In previous Phronesis essays, and in conversations with friends, I’ve been critical of President Obama’s policies and leadership, in particular his Syria policy. I must say, however, that I stand in great admiration for how he’s standing up to growing pressure in Washington for a big military response to the latest terrorist atrocity. And, I applaud the high ground he’s taken on growing Islamophobia. He was at his finest when in his press conference in Turkey he called out those Americans that advocated a Christian litmus test for immigration, saying: …when I hear political leaders suggesting that there would be a religions test for which a person who’s fleeing from a war-torn country is admitted…. That’s shameful. That’s not American… We don’t have religious tests for our compassion.” Obama has promised that Syrian refugees will be admitted.
Trump Ready to Kick Ass |
Despite the efforts of Obama and other global leaders to call for calm and a reasoned response to terrorist attacks, the Paris rampage, and other horrific terrorist events that will surely occur in the future given the vulnerability of soft targets, the political appeal of right-wing, hyper-nationalist, Muslim hate groups are likely to spike. This will be especially true in countries with significant Muslim populations and upcoming presidential elections. In France, Marine Le Pen’s anti-Muslim, anti-immigrant National Front Party has already surged in the polls. Neo-Nazis are on the rise in Germany. Donald Trump’s support rose after his recent anti-Muslim outbursts.
Let us hope that conservative Americans will put love of country and the values for which we stand above their hatred for Muslims and President Obama. And, let us hope Americans won’t succumb to fear and hatred and lash out at all Muslims, for if we do, the terrorists will have won. The only enemy that can defeat us is ourselves.
"The presidential hopefuls seem to be in a competition to see who can be the most Islamophobic. Who will be the first to call for Muslim internment camps..."
ReplyDeleteIf former presidential hopefuls count, that would be Gen. Wesley Clark, 2004 Democratic Presidential Candidate... *before* the Paris attacks.

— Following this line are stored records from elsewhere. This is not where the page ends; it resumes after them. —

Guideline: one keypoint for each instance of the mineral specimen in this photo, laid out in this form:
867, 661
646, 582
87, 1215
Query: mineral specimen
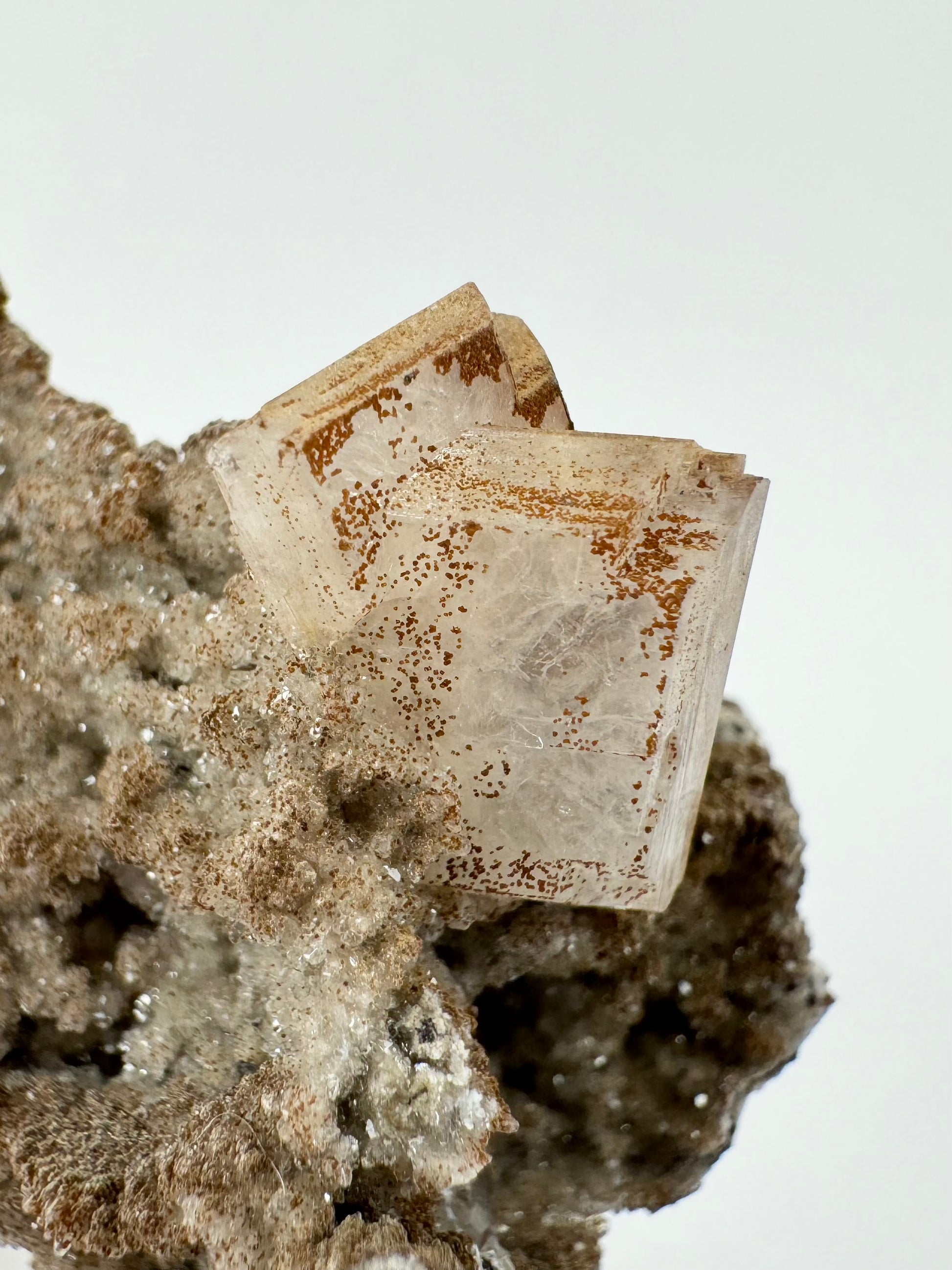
536, 623
239, 1028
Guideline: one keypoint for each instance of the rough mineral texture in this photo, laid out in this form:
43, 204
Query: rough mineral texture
238, 1030
534, 622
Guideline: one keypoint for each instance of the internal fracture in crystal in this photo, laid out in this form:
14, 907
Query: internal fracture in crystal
535, 620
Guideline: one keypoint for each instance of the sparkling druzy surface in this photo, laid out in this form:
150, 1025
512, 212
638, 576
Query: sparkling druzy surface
535, 619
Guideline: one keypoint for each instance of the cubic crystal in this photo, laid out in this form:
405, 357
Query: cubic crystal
534, 619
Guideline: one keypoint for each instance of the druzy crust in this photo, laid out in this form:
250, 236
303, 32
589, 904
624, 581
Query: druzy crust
535, 620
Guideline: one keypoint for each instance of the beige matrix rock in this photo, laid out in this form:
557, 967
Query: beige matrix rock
244, 1023
535, 622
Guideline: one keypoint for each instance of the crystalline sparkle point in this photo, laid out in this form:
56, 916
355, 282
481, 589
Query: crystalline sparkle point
535, 620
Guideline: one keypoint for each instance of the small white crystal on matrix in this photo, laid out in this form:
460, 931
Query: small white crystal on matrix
534, 619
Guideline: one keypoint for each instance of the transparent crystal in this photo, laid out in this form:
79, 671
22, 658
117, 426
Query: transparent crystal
536, 619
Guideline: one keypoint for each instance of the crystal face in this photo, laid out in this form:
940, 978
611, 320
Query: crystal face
534, 619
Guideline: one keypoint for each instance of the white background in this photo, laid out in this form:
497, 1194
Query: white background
724, 220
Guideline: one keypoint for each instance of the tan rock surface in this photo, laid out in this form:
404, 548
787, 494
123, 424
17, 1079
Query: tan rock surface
236, 1024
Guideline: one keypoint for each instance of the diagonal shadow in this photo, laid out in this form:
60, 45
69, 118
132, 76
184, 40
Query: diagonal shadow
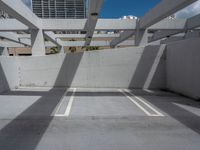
185, 117
25, 133
145, 67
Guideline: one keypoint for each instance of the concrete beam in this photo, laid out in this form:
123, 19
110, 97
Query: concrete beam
97, 43
164, 9
51, 37
93, 13
123, 36
80, 24
190, 24
15, 38
12, 25
18, 10
37, 42
77, 36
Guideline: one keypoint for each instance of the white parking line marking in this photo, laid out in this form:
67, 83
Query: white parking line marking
158, 114
69, 106
60, 103
67, 111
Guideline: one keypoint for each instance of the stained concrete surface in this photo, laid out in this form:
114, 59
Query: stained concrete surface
99, 119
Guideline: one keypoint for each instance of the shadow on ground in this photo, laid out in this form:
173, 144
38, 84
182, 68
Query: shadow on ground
25, 134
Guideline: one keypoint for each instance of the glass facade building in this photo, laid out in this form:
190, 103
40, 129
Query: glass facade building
63, 9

http://america.aljazeera.com/opinions/2015/7/the-frightening-new-proposal-to-intern-muslim-citizens.html
I find it strange that the word "containment" never enter the policy discussion on how to deal with the Middle East morass and ISIS, in particular. I tend to disagree that US policy created the problems in Syria, Libya and Yemen (you could throw in Egypt) - unless you want to give us credit for the so-called "Arab spring." The evolution of the uprisings against these autocratic regimes seem to be taking a very familiar course. The first step in the fall of the Romanovs was the formation of a somewhat democratic, but short-lived, Provisional Government. As might have been expected in a nation with little or no familiarity with democratic governing, it relatively quickly transformed into the Stalinist USSR, which lasted about 70 years before somewhat democratic currents led to its demise. I submit that the policy of containment worked to allow those currents to flow. Of course, it is yet to be a Western-style democracy (perhaps never will be), but Putin is no Stalin (certain US press characterizations notwithstanding), not even Brezhnev. The point is these things take time. The problem is to figure out the equivalent of that containment policy in today's world -- one that will work against a stateless (so far) adversary. Hopefully, Americans will have the patience to pursue it.